L’uomo udiva per la prima volta la parola “morirai”, senza avere con essa alcuna familiarità nell’esperienza fatta fino ad allora; ma d’altra parte non poteva non associare il significato della morte a quella dimensione di vita di cui aveva fino ad allora fruito. Le parole di Dio-Jahvè rivolte all’uomo confermavano una dipendenza nell’esistere, tale da fare dell’uomo un essere limitato e, per sua natura, suscettibile di non-esistenza. Queste parole posero il problema della morte in modo condizionale: “Quando tu ne mangiassi... moriresti”. L’uomo, che aveva udito tali parole, doveva ritrovarne la verità nella stessa struttura interiore della propria solitudine. E, in definitiva, dipendeva da lui, dalla sua decisione e libera scelta, se con la solitudine fosse entrato anche nel cerchio dell’antitesi rivelatagli dal Creatore, insieme all’albero della conoscenza del bene e del male, e avesse così fatto propria l’esperienza del morire e della morte. Ascoltando le parole di Dio-Jahvè, l’uomo avrebbe dovuto capire che l’albero della conoscenza aveva messo le radici non soltanto nel “giardino in Eden”, ma anche nella sua umanità. Egli, inoltre, avrebbe dovuto capire che quell’albero misterioso nascondeva in sé una dimensione di solitudine, fino ad allora sconosciuta, della quale il Creatore lo aveva dotato in mezzo al mondo degli esseri viventi, ai quali lui, l’uomo – dinanzi allo stesso Creatore – aveva “imposto nomi”, per giungere a comprendere che nessuno di loro gli era simile.

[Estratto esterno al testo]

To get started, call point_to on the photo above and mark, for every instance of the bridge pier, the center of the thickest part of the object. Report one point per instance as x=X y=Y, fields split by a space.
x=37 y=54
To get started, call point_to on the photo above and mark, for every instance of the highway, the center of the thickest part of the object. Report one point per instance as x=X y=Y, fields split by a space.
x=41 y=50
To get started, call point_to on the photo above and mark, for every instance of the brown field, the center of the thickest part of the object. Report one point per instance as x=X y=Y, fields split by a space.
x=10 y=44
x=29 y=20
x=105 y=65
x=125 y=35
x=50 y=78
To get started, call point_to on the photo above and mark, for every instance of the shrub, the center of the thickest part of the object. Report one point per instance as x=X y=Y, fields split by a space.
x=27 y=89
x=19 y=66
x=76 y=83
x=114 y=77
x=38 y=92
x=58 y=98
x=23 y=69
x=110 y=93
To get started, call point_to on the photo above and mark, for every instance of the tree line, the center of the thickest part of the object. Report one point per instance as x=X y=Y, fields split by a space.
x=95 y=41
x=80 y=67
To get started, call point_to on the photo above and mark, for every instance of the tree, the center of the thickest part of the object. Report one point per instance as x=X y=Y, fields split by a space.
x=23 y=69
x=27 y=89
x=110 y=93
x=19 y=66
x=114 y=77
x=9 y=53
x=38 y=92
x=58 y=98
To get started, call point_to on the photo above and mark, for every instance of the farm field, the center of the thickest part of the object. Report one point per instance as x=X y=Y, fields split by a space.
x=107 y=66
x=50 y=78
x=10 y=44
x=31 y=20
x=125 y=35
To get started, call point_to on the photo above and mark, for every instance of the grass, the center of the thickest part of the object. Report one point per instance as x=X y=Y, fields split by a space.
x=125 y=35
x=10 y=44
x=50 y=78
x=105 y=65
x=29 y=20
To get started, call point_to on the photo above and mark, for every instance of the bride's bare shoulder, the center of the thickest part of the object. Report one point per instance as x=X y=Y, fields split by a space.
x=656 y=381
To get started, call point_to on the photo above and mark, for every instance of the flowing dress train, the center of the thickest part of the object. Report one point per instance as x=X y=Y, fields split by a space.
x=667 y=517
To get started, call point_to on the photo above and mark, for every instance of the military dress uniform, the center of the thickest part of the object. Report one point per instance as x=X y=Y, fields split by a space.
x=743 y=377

4. Quando dunque il fondamentale significato del suo corpo era già stato stabilito attraverso la distinzione dal resto delle creature, quando per ciò stesso era divenuto evidente che l’“invisibile” determina l’uomo più che il “visibile”, allora dinanzi a lui si è presentata l’alternativa collegata strettamente e direttamente da Dio-Jahvè all’albero della conoscenza del bene e del male.

L’alternativa tra la morte e l’immortalità, che emerge da Genesi 2,17, va oltre il significato essenziale del corpo dell’uomo, in quanto coglie il significato escatologico non soltanto del corpo, ma dell’umanità stessa, distinta da tutti gli esseri viventi, dai “corpi”. Questa alternativa riguarda però in un modo del tutto particolare il corpo creato dalla “polvere dei suolo”.

Per non prolungare di più questa analisi, ci limitiamo a constatare che l’alternativa tra la morte e l’immortalità entra, sin dall’inizio, nella definizione dell’uomo e che appartiene “da principio” al significato della sua solitudine di fronte a Dio stesso. Questo originario significato di solitudine, permeato dall’alternativa tra morte e immortalità, ha anche un significato fondamentale per tutta la teologia del corpo.

Con questa constatazione concludiamo per ora le nostre riflessioni sul significato della solitudine originaria dell’uomo. Tale constatazione, che emerge in modo chiaro e incisivo dai testi del Libro della Genesi, induce anche a riflettere tanto sui testi quanto sull’uomo, il quale ha forse troppo scarsa coscienza della verità che lo riguarda, e che è racchiusa già nei primi capitoli della Bibbia.